Plain-English Summary
Rule 13(a) makes a counterclaim compulsory in superior court when it arises out of the same transaction or occurrence as the opposing party's claim and does not require third parties the court cannot bring in. Two exceptions apply: a claim already the subject of another pending action need not be repeated, and a claim need not be asserted as a counterclaim if the opposing party sued by attachment or other process that never gave the court personal jurisdiction over that claim. Rule 13(b) then opens the door wider, letting a party assert any counterclaim within the court's subject-matter jurisdiction whether or not it relates to the opposing claim, and it preserves the right to bring a later, separate action on a counterclaim not asserted in District Court.
Several subdivisions round out how counterclaims operate. Rule 13(c) lets a counterclaim exceed the opposing claim in amount or differ from it in kind — it need not offset or defeat the opposing claim at all. Rule 13(d) keeps these rules from expanding, beyond what other law already allows, the right to counterclaim or claim credits against the State of Vermont or its officers and agencies. Rule 13(e) lets a party bring a claim that matured or was acquired after an earlier pleading was served, with the court's permission, through a supplemental pleading. And Rule 13(f) lets a party add an omitted counterclaim by amendment, with leave of court, when the omission was due to oversight, inadvertence, or excusable neglect, or whenever justice requires it.
Rule 13(g) covers claims against a co-party rather than an opponent: a cross-claim may assert any claim arising from the same transaction or occurrence as the original action or a counterclaim in it, or relating to property that is the subject of the action, and it may include a claim that the co-party is or may be liable for all or part of a claim already asserted against the cross-claimant. Rule 13(h) lets new parties be joined to a counterclaim or cross-claim under Rules 19 and 20, and Rule 13(i) allows separate trials and separate judgments on a counterclaim or cross-claim under Rules 42(b) and 54(b), even where the opposing party's own claims have already been resolved. Rule 13(j), covering appealed and transferred actions, has been abrogated.

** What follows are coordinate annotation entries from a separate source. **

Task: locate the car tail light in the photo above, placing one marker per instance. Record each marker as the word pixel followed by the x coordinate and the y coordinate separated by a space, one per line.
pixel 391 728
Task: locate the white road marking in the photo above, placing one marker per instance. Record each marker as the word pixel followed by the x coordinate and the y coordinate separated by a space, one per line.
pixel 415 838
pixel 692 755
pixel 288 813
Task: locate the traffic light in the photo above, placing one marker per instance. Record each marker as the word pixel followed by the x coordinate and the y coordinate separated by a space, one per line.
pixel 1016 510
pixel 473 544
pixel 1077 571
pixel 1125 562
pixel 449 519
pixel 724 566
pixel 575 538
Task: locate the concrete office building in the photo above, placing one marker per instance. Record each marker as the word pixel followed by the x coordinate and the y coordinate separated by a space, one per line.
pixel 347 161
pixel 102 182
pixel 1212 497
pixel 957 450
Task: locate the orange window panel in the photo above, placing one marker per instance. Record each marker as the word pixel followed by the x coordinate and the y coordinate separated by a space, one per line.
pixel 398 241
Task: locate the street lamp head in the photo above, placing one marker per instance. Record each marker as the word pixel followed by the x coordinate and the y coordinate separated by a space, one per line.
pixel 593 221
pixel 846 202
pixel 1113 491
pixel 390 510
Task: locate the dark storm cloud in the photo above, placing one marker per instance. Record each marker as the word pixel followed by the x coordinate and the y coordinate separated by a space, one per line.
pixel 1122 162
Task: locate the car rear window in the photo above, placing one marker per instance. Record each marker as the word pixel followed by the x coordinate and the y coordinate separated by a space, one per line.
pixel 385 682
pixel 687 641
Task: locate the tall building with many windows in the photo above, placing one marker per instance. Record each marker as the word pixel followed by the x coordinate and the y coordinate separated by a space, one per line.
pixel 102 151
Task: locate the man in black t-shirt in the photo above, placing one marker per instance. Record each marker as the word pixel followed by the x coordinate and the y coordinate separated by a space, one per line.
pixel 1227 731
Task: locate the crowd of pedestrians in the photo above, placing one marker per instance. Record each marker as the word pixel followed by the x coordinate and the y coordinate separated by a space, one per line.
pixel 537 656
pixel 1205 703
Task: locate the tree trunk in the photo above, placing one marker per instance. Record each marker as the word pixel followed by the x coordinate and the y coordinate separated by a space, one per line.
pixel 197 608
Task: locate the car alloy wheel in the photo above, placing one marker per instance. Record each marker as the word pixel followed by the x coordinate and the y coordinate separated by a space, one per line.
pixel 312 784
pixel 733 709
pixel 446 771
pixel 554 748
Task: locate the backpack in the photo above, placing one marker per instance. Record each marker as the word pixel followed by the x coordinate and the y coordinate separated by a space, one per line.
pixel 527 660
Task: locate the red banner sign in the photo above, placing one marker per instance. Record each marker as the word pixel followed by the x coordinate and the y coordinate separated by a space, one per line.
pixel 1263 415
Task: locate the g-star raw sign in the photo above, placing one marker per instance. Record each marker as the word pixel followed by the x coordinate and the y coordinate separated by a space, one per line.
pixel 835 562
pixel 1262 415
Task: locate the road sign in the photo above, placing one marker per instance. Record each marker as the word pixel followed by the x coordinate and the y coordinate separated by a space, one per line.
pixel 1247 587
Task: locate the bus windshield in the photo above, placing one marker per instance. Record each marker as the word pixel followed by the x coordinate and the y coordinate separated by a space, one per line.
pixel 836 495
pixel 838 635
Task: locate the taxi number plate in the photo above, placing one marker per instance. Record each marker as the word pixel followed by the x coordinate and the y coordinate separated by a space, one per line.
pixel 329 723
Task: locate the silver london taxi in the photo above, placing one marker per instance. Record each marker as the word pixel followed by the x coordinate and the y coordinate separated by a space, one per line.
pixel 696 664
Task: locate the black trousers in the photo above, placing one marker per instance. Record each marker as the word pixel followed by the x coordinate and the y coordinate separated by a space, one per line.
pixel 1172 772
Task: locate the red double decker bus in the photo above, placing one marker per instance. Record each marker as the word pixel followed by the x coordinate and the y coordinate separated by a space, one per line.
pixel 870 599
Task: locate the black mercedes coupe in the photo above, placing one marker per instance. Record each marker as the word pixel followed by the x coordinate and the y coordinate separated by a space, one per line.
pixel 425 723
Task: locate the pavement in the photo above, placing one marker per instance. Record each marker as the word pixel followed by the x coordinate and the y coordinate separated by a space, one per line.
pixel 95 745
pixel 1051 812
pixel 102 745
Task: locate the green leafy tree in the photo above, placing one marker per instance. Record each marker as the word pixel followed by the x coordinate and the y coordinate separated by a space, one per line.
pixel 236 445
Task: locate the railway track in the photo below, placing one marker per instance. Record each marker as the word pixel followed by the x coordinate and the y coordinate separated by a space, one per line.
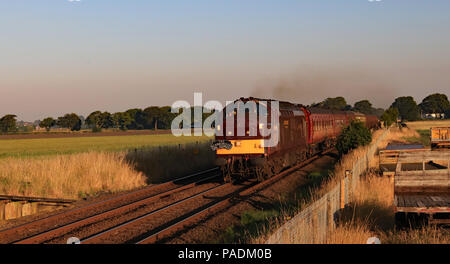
pixel 94 211
pixel 144 216
pixel 218 206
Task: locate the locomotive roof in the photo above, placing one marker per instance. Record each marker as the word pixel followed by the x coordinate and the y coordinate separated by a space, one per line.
pixel 318 110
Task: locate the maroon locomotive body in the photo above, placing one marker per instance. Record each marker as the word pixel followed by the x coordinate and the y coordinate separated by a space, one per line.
pixel 301 133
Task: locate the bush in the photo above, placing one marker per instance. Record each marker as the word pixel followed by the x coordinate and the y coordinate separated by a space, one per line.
pixel 353 136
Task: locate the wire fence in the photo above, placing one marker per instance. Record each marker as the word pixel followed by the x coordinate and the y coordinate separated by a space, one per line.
pixel 314 223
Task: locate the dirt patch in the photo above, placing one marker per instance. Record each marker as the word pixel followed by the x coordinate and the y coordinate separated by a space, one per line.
pixel 210 229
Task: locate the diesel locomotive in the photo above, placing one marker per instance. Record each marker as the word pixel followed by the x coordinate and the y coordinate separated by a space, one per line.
pixel 297 133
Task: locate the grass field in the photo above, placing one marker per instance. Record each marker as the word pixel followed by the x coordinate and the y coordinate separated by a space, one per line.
pixel 72 145
pixel 78 167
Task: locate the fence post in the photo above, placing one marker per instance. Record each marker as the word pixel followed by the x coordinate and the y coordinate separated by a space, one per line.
pixel 342 193
pixel 330 215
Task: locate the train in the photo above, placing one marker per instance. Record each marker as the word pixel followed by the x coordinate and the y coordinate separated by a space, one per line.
pixel 301 132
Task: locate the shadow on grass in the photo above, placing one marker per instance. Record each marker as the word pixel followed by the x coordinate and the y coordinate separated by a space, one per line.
pixel 375 215
pixel 256 222
pixel 161 164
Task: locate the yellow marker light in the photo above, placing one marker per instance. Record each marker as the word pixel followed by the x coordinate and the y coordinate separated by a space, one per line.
pixel 253 146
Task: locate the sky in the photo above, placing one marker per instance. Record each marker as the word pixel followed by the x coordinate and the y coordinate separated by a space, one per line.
pixel 60 56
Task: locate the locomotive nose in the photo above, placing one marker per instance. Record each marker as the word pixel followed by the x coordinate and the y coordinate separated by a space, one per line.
pixel 221 144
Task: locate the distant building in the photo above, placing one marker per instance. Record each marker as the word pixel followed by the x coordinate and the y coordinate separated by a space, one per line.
pixel 433 115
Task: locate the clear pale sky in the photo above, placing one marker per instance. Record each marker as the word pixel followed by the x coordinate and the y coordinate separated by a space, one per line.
pixel 60 57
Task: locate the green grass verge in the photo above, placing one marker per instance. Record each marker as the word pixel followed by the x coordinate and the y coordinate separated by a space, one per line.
pixel 71 145
pixel 424 138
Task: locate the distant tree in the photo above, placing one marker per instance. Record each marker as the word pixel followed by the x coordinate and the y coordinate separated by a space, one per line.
pixel 435 103
pixel 353 136
pixel 389 116
pixel 8 123
pixel 337 103
pixel 158 117
pixel 70 121
pixel 121 120
pixel 47 123
pixel 98 120
pixel 364 107
pixel 378 112
pixel 407 108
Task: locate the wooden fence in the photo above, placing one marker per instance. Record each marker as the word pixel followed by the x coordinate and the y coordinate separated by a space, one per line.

Frequently Asked Questions
When must I raise a counterclaim in Vermont or lose it (compulsory counterclaim)?
When it arises out of the same transaction or occurrence as the opposing party's claim and does not require the presence of third parties over whom the court cannot acquire jurisdiction — unless the claim is already pending in another action, or the opposing party sued only by attachment or process that did not give the court personal jurisdiction over that claim.
Can I bring an unrelated counterclaim against the opposing party in Vermont?
Yes. Rule 13(b) allows a permissive counterclaim against an opposing party as long as it falls within the court's subject-matter jurisdiction, whether or not it grows out of the same transaction or occurrence as the opposing claim.
Can my counterclaim in Vermont ask for more than the plaintiff is seeking?
Yes. Rule 13(c) says a counterclaim may claim relief exceeding in amount or different in kind from what the opposing party's pleading seeks, and it need not diminish or defeat that recovery at all.
What if I forgot to include a counterclaim in my Vermont answer?
Rule 13(f) lets a party add the omitted counterclaim by amendment, with the court's leave, when the omission resulted from oversight, inadvertence, or excusable neglect, or whenever justice requires allowing it.
What is a cross-claim in Vermont, and when can I bring one?
A cross-claim under Rule 13(g) is a claim by one party against a co-party, rather than against an opponent, arising from the same transaction or occurrence as the original action or a counterclaim in it, or relating to property at issue in the action. It may include a claim that the co-party is liable for all or part of a claim already asserted against the cross-claimant.